Hi,

I am doing some variant calling on my NGS data. I have the sequenced exome of a cancer cell line I am working on that I mapped using BWA-MEM to hg38. When I did my variant calling I got ~170k and ~220k mutations of my evolved cancer cell line and original cancer cell line. This seems like too many mutations, but I have no experience with bioinformatics so I don't know if this is a reasonable number of variants to find, or if I did something wrong in my workflow.

A collaborator of my lab also did variant calling on this data set and got ~28k and ~48k respectively for the evolved and original.

Please let me know which, if any, of these values is reasonable.

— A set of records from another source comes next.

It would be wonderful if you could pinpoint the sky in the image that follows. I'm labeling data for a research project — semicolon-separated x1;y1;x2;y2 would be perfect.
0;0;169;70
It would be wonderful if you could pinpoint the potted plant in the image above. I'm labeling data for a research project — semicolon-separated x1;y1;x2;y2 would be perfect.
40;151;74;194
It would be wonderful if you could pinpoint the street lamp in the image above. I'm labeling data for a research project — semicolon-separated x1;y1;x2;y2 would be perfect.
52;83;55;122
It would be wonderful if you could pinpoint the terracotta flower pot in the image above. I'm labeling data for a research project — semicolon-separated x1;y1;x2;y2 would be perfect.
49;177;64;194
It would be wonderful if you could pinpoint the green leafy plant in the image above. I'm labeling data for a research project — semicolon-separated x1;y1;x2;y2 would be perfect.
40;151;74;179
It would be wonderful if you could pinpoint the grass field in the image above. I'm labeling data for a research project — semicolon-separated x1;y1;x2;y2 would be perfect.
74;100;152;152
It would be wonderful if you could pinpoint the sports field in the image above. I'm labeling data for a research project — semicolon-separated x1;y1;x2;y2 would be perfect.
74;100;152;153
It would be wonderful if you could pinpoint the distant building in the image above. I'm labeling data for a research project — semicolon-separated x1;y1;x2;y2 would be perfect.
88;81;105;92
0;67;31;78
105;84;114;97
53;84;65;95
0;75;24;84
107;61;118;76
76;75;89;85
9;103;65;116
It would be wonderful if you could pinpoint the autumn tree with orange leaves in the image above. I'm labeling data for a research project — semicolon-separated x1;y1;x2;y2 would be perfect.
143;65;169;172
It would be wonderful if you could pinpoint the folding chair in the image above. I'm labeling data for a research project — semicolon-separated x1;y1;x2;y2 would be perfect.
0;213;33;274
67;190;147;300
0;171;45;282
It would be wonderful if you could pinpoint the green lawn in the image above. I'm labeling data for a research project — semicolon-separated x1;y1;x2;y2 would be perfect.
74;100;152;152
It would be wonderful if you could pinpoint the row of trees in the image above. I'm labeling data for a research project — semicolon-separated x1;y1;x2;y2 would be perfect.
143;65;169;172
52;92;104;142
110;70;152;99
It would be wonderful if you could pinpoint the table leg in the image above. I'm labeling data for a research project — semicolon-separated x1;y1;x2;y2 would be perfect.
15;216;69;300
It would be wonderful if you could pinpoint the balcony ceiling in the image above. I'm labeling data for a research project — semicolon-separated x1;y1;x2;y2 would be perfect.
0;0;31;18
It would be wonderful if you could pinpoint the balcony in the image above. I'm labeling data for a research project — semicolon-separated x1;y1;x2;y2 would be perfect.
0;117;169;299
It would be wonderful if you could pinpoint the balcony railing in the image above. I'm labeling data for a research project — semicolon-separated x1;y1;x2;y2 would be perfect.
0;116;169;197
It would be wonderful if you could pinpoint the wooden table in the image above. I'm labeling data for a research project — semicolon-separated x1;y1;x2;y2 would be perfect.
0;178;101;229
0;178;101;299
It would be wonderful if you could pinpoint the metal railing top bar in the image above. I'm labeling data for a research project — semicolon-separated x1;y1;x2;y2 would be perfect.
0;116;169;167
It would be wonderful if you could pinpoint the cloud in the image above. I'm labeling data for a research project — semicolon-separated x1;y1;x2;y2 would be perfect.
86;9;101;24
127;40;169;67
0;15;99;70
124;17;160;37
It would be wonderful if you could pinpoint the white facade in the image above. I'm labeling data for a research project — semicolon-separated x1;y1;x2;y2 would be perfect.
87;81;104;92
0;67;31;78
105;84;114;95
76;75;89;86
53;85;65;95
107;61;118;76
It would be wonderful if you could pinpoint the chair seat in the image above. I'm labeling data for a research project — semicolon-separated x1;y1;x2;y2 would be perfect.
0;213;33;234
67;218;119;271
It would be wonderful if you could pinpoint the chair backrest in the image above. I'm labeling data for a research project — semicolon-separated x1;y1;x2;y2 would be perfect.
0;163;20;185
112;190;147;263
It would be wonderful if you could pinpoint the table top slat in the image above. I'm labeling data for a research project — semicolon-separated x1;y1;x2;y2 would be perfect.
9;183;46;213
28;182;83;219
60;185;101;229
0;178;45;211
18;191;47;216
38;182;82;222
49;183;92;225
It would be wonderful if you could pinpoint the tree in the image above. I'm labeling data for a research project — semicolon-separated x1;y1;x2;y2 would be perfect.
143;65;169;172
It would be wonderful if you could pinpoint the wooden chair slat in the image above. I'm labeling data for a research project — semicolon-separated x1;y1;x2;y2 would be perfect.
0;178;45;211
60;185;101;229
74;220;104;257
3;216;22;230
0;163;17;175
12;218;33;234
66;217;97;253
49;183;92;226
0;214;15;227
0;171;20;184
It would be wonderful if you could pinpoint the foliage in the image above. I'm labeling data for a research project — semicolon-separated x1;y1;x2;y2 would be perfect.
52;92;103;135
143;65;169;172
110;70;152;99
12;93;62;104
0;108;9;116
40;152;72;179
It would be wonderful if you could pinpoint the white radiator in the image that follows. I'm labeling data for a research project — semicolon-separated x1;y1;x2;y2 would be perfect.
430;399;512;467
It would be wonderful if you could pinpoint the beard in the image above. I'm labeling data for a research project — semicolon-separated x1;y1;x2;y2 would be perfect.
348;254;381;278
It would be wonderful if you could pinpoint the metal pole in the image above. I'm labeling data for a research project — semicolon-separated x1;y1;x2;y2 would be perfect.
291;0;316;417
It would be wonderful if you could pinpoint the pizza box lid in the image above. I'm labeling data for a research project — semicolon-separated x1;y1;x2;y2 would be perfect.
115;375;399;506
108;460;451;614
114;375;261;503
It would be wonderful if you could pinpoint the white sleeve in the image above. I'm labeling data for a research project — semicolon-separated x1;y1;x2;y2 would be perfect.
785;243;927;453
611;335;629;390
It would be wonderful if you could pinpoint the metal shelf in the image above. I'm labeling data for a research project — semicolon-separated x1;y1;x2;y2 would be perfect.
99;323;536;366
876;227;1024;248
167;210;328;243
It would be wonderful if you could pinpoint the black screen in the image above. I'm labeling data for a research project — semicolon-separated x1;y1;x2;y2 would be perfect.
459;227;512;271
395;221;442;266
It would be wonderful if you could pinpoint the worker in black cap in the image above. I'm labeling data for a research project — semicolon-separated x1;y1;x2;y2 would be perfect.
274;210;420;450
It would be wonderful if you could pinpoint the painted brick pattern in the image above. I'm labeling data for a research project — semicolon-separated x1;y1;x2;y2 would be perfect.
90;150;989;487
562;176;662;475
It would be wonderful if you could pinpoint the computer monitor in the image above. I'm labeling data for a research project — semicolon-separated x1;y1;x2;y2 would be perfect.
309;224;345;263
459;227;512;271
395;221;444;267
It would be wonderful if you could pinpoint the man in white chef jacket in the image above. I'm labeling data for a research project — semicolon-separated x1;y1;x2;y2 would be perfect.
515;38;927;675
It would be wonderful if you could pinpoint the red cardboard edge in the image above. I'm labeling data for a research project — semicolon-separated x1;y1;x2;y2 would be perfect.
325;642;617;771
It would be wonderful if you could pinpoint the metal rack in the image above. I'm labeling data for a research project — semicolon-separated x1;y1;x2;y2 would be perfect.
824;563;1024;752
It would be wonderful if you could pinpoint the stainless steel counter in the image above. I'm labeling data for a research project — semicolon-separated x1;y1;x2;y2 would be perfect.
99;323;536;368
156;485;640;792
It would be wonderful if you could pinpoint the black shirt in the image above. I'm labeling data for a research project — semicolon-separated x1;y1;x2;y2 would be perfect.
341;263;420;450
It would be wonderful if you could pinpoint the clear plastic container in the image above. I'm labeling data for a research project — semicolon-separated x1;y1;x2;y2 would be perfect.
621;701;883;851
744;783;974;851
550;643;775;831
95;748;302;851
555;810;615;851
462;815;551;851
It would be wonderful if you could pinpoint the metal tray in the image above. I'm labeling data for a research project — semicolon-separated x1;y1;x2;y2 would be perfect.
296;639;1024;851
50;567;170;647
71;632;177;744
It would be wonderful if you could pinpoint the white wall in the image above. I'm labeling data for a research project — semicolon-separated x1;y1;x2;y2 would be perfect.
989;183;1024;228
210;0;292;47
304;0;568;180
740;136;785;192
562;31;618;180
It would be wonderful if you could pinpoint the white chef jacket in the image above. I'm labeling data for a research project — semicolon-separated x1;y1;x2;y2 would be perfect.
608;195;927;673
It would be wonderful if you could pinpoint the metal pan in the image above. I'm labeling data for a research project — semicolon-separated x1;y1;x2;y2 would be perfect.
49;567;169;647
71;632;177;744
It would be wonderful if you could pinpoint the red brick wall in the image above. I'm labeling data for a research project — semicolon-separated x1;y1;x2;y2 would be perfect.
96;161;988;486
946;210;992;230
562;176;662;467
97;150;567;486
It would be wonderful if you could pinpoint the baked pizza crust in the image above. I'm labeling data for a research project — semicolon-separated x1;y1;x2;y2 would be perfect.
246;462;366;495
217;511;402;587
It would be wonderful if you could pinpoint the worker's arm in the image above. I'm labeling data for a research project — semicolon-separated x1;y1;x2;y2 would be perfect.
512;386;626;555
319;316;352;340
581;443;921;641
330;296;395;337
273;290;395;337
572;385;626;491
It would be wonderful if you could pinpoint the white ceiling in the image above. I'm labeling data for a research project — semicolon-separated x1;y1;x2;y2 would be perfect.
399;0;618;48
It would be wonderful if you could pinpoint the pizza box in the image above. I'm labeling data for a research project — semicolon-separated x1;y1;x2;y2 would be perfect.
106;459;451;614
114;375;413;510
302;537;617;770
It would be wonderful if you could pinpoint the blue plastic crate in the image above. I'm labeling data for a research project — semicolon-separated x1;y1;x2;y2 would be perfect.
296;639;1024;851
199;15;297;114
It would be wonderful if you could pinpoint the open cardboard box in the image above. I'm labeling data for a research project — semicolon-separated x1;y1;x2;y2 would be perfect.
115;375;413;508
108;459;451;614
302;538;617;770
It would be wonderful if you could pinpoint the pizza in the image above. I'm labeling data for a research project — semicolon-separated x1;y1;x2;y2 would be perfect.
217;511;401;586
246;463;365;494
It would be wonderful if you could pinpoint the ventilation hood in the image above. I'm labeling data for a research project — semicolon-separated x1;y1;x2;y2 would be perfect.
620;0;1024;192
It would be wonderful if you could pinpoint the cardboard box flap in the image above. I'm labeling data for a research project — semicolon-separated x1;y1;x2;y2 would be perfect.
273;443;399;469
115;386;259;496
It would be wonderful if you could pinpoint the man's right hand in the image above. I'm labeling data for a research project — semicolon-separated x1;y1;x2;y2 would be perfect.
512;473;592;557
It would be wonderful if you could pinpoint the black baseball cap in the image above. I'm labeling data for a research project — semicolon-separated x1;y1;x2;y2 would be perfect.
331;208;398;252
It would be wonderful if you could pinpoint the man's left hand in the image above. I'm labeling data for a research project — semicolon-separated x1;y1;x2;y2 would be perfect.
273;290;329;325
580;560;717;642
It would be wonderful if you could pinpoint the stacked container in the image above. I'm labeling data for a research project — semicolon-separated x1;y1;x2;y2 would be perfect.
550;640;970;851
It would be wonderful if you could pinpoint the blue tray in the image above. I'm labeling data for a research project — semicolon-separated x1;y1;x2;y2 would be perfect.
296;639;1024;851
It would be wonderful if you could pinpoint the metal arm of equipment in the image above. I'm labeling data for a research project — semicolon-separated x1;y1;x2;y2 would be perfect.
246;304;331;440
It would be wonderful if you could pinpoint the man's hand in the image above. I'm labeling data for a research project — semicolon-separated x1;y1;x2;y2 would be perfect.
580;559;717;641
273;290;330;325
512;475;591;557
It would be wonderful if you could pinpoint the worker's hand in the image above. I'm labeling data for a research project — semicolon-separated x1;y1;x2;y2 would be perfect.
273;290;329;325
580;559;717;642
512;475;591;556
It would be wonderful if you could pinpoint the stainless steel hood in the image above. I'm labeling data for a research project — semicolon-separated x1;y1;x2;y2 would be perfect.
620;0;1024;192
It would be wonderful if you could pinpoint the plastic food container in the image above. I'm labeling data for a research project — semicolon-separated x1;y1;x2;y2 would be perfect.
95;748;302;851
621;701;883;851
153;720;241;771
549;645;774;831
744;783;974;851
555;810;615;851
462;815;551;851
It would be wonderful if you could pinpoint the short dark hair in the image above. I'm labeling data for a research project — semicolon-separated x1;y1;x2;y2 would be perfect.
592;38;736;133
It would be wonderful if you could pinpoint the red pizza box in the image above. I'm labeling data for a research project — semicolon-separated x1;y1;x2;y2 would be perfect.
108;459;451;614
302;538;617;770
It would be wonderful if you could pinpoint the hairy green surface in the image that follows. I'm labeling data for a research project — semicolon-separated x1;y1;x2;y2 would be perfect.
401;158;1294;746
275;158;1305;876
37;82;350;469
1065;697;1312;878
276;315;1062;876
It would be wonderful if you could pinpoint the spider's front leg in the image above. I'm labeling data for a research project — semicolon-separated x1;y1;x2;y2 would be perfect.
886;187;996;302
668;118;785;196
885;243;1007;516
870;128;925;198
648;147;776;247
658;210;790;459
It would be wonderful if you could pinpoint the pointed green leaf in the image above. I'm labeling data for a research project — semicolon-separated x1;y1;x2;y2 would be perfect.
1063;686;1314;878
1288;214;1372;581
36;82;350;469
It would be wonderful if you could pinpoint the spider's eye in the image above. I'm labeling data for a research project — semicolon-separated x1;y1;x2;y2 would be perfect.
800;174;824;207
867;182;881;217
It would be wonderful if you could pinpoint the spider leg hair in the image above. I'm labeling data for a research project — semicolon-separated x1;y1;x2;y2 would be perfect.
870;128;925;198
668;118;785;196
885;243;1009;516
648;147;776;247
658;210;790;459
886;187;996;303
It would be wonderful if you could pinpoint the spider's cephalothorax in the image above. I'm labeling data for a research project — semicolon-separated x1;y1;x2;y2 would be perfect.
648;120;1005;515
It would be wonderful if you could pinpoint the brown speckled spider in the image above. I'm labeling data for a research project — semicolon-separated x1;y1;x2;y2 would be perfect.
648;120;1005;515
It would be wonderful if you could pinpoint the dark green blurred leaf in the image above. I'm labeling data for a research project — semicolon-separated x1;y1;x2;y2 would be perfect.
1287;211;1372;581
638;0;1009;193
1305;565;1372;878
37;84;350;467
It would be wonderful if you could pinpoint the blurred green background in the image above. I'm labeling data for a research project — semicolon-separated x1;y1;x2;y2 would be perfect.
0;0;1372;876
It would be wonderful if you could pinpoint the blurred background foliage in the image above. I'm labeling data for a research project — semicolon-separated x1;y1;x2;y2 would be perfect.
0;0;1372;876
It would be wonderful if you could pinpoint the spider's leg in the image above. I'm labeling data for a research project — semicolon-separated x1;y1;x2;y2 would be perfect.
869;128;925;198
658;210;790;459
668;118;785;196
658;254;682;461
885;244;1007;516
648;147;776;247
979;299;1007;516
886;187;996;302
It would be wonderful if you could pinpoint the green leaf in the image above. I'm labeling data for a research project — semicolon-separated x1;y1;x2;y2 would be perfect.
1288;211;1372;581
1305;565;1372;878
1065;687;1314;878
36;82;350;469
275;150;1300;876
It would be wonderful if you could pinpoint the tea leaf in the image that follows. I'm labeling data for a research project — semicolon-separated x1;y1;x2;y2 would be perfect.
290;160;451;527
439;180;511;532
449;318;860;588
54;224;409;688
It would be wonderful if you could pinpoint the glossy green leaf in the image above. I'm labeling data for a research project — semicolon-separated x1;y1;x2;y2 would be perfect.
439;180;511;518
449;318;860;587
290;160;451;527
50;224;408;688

ALSO if anyone has a good tutorial or would give me advice on how to take the raw NGS data (Fastq format) to variant calling and analysis I would be very grateful. I have been using galaxy for my workflow since I don't have coding experience. I used the following tutorial starting with the "Map with BWA-MEM" step.

Thanks for the help,

Kevin

This can't be accurately answered without further knowledge.

Different mechanisms of carcinogenesis behave differently. A good example for the current question is PolE as the basis of a given cancer. If present, this singular risk factor, over time, will give rise to a mutation rate orders of magnitude higher than other cancers.

Could these results in fact be due to issues with QC or processing some how? 100% yes, definitely. But how many variants should you have? This question cant be answered without knowing a lot more about the samples as well as the QC process.